The reason I know this is because I reviewed the release notes for the last two software updates searching for any Matter references. It took me all of five minutes. Cheers!
I’m excited to see the progress being made with the Matter beta for Home Assistant! It’s great to have a unified standard for smart home devices that can work across different platforms. Can’t wait to see how this develops further.
I love that my thread devices are online through apple TV but are in all my other non thread Matter controllers including Home Assistant. #buildwithmatter
The phone is used to commission because you need to be within Bluetooth range of the device. You can’t carry the RaspPi around. It should be possible to use the device sharing code (share from Apple Home or Google Home) at the web console if they have implemented that.
Thread has nothing to do with Matter. Thread is just another IP network like Wifi and Ethernet. Matter simply runs on top of Thread like it runs on top of Wifi.
Fabrics are how Matter implements multi-vendor support. Each vendor lives on its own fabric. Fabrics are encryption partitions. For each house and each vendor there is a Root Certificate Authority (RCAC) which issues the encryption certificates (NOC – node operational certificate) for the devices.
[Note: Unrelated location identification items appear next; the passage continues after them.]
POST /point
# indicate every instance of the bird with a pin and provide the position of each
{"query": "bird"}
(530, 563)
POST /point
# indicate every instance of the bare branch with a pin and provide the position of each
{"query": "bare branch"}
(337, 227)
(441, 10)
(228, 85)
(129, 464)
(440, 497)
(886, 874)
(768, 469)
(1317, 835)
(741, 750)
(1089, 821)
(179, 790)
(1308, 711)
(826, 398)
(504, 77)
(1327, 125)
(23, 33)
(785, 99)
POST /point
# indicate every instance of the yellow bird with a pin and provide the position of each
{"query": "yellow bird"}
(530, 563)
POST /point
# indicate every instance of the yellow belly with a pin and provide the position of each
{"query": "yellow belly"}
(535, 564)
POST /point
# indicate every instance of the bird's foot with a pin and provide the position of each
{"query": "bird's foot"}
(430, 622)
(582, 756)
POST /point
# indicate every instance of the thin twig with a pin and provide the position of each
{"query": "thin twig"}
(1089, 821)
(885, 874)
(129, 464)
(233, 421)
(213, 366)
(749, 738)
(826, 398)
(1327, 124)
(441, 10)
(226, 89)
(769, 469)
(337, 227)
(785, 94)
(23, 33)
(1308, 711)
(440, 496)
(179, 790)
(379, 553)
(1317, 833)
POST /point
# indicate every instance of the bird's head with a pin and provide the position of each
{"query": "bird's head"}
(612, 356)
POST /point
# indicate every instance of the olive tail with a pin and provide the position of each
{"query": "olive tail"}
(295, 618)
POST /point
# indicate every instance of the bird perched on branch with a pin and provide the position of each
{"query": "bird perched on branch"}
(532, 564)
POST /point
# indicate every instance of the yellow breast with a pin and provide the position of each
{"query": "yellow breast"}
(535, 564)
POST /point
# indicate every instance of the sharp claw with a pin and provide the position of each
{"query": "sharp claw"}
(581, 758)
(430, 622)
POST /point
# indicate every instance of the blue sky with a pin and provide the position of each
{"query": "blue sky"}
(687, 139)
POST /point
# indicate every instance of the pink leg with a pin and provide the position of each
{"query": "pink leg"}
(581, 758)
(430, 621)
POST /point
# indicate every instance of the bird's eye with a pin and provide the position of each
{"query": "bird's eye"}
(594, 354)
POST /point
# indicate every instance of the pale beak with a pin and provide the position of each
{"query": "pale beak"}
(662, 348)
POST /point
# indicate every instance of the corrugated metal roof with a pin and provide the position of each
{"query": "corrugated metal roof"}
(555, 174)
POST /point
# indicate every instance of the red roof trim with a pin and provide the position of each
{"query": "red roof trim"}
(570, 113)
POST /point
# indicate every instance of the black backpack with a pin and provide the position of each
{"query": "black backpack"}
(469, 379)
So if you have a device on three vendor fabrics (Google, Apple, HA) it has three NOCs installed.
https://www.youtube.com/watch?v=bnHbJLMGgTs&ab_channel=ConnectivityStandardsAlliance
The NOC is generated and installed when you commission the device.
I’m wondering if you did anything special to get Nanoleaf Matter bulbs in HA. Because I just got 3 of those bulbs, but I could only add them in HomeKit, couldn’t share them to HA.
I have successfully setup Eve Energy before for both HomeKit and HA. I tried to do the same for the Nanoleaf Matter bulbs but the pairing process when adding to HA would always fail.
I’m digging into it but want to know how the process of pairing Nanoleaf Matter bulbs to HA went for you.
Same problem here, did you ever figure it out
I’ve been impressed with Matter support on HA so far. I just purchased the Matter-enabled version of Eve’s motion sensor and, after initially setting the unit up with Google Home, I linked the sensors (motion and light) to Home Assistant and they work fine. And, unlike Google Home which doesn’t currently seem to allow the sensor to act as an automation trigger, the sensor works well as both a trigger or condition in HA automations. Worth the wait.